Judging by his accomplished performances for the first team in the last two months, Pepper will not be found wanting if he is called into action.

After finally making it down the M11, and replacing initial stand-in Will Buttleman, Pepper took three top-drawer catches during the innings defeat of Hampshire.

One low down to his left in front of first slip to dismiss Liam Dawson in the second innings was particularly special.

“The fact it was his [Peter Siddle’s] fifth wicket meant I had to make sure I caught it,” he added.

It was never in doubt: he has proved confident and competent in his initial outings, with nothing going past him, not even a ball that looped up off Tom Alsop’s bat and which he took at the third attempt.

“I’m glad it looks like that,” he said. “Lately it’s not been too bad because I’m feeling quite confident in the moment. I think when I’m in the moment I forget about everything.

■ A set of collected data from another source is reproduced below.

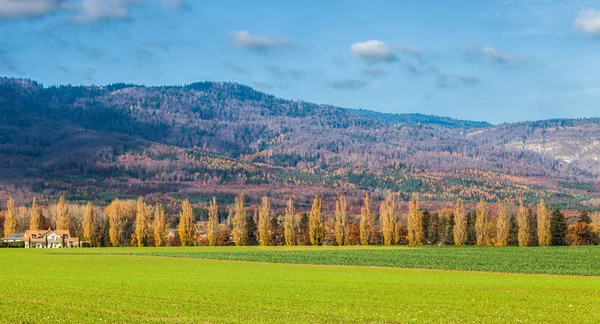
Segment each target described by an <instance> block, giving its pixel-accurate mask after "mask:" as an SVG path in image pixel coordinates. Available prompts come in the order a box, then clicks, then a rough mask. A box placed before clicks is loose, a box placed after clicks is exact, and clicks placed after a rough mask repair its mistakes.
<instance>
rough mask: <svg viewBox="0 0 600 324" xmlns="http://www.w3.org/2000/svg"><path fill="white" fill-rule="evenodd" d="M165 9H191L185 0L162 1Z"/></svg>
mask: <svg viewBox="0 0 600 324" xmlns="http://www.w3.org/2000/svg"><path fill="white" fill-rule="evenodd" d="M160 3H161V5H162V7H163V8H165V9H170V10H183V9H187V8H189V6H188V4H187V3H186V1H185V0H160Z"/></svg>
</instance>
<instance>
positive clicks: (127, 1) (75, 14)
mask: <svg viewBox="0 0 600 324" xmlns="http://www.w3.org/2000/svg"><path fill="white" fill-rule="evenodd" d="M144 4H145V1H144V0H82V1H81V2H74V3H69V4H67V5H65V7H66V8H68V9H70V10H72V11H73V12H75V16H74V17H73V18H72V21H73V22H76V23H83V24H85V23H94V22H99V21H119V20H129V19H131V8H132V7H133V6H140V5H144Z"/></svg>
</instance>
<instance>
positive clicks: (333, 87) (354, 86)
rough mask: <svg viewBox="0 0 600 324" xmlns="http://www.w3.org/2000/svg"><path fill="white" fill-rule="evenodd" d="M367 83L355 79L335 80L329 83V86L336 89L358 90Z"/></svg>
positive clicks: (361, 87)
mask: <svg viewBox="0 0 600 324" xmlns="http://www.w3.org/2000/svg"><path fill="white" fill-rule="evenodd" d="M367 85H369V83H368V82H367V81H364V80H357V79H344V80H337V81H334V82H332V83H331V87H332V88H333V89H336V90H358V89H361V88H364V87H366V86H367Z"/></svg>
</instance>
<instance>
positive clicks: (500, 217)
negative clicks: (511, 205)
mask: <svg viewBox="0 0 600 324" xmlns="http://www.w3.org/2000/svg"><path fill="white" fill-rule="evenodd" d="M496 238H497V240H496V241H497V244H498V246H508V245H509V239H510V216H509V215H508V208H507V207H506V204H504V203H503V202H502V201H500V200H499V199H498V223H497V226H496Z"/></svg>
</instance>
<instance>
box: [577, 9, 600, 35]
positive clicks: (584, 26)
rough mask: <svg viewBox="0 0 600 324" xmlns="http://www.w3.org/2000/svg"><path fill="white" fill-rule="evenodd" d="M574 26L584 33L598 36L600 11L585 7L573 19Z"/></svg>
mask: <svg viewBox="0 0 600 324" xmlns="http://www.w3.org/2000/svg"><path fill="white" fill-rule="evenodd" d="M575 27H577V28H578V29H579V30H581V31H582V32H584V33H586V34H590V35H595V36H600V12H599V11H596V10H592V9H586V10H583V11H581V12H580V13H579V16H577V18H576V19H575Z"/></svg>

“I guess the confidence thing is looking for the edge, make something happen, especially with the keepers here: Wheater and Foster are high-class keepers and you have to make sure you stay up to their standards.”

Pepper, though, is a batsman-wicketkeeper rather than a wicketkeeper who bats. He has scored copious runs in the second team this season and introduced himself on the main stage with 68 runs from 74 balls against the Indians at the end of July.

“That was probably my most pleasing innings of the year so far,” he says. “It showed people what I could do.”

The 20-year-old, who turns out for Cambridge Granta in the East Anglian Premier League, has been playing for Essex on a ‘summer contract’ and been a mainstay of the second-team who left without him yesterday to travel to Chester-le-Street for today’s 2nd XI Championship final against northern champions Durham.

He has contributed 470 runs to help the team remain unbeaten in competitive red-ball games, averaging 30, with four fifties and a top score of 93.

“The frustrating thing has been that I’ve got to fifty and then got out. So that’s one thing to work on,” he said.

“Playing in the seconds has helped my development because a lot of the time you play against first-team bowlers. You often get two or three first-class bowlers in their opposition team, so you’re often facing an attack as strong as if it was a Championship game.”

Pepper hopes to return to Cape Town, and the Gary Kirsten Academy, for four months this winter with a professional contract from Essex in his back pocket.

“I’m not 100 per cent sure what’s happening yet, but there have been hints dropped,” he added.

“Hopefully next year I can try and cement a place in the first team, or at least get some more first-team experience, and some runs for them. Other than that I don’t tend to look too far ahead and set myself goals.”